誰もが離島のヒーロー誕生を喜んだ。未来を信じた。しかし、翌年は5勝止まり。10年は3勝。毎年のように「今年こそ2ケタ勝利を」と周囲から渇望されていた大嶺は、その期待をむしろ重圧と感じているかのように、日に日にマウンドに上がる時の表情が硬くなっていった。
「時々、海が恋しくなるんです」
苦悩の日々が始まった。11年はわずか1試合だけの登板で未勝利。12年はついに一軍未登板に終わった。その後、巻き返して15年にはキャリアハイの8勝を挙げるが待っていたのは右肘の痛みとの闘いだった。自信喪失を克服すれば故障。苦しく辛い日々が続いた。

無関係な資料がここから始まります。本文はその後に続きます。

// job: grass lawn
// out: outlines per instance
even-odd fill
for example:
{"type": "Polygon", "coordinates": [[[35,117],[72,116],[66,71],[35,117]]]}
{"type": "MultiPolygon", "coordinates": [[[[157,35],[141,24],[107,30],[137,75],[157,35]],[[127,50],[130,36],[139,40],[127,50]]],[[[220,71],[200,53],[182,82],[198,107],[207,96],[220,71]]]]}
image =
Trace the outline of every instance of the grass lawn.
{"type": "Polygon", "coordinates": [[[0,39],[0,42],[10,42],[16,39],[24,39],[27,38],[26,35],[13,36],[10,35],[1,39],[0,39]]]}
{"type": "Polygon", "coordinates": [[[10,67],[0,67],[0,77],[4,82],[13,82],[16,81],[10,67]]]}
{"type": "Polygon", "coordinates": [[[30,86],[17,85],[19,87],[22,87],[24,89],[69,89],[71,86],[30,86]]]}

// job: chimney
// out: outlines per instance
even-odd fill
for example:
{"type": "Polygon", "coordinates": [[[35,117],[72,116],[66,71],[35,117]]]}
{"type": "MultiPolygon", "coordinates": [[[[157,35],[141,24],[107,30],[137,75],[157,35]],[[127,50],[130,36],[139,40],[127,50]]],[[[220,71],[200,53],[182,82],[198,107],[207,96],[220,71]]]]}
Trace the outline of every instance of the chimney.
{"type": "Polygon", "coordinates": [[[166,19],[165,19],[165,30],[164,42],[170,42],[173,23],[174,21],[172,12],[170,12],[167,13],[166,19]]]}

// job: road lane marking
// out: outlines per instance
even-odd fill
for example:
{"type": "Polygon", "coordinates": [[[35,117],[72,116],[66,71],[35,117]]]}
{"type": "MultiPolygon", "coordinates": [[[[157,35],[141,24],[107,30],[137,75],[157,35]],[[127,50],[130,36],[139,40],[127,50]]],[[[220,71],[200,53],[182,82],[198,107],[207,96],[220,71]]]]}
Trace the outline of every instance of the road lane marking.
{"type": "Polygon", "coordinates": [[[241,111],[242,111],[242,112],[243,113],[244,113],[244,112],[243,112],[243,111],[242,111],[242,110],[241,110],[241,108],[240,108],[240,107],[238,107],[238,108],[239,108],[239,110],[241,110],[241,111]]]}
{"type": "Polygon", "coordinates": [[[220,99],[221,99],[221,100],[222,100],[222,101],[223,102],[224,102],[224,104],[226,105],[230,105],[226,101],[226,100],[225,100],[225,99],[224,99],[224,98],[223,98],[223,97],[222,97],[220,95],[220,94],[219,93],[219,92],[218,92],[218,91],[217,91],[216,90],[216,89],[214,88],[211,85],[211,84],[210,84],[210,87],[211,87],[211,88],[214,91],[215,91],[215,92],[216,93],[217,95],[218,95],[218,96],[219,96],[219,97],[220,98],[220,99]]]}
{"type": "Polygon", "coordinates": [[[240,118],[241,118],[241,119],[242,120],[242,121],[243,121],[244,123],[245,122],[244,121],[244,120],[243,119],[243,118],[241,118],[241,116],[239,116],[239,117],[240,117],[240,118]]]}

「時々、海が恋しくなるんです。癒されたくなるんです。きょうはどうしても海が見たい。そんな日があるんです」
大嶺はいつも悶々とした日々が続くと海を思い出していた。
遠征のため乗った飛行機の中で読んだ機内誌で、沖縄の水族館特集が組まれていると無性に故郷の海が恋しくなり休みを利用して関東圏の水族館に足を運んだこともあった。幼い時は漁師の祖父といつも海に出て魚を釣って遊んだ。船に揺られ、魚を釣っている時はどんな辛い事も忘れる事が出来た。海の広さを感じるのが好きだった。自然の雄大さを全身で感じる事で自分の小ささを再認識し、また島に戻って頑張れた。そんな原点を思い出し、また頑張った。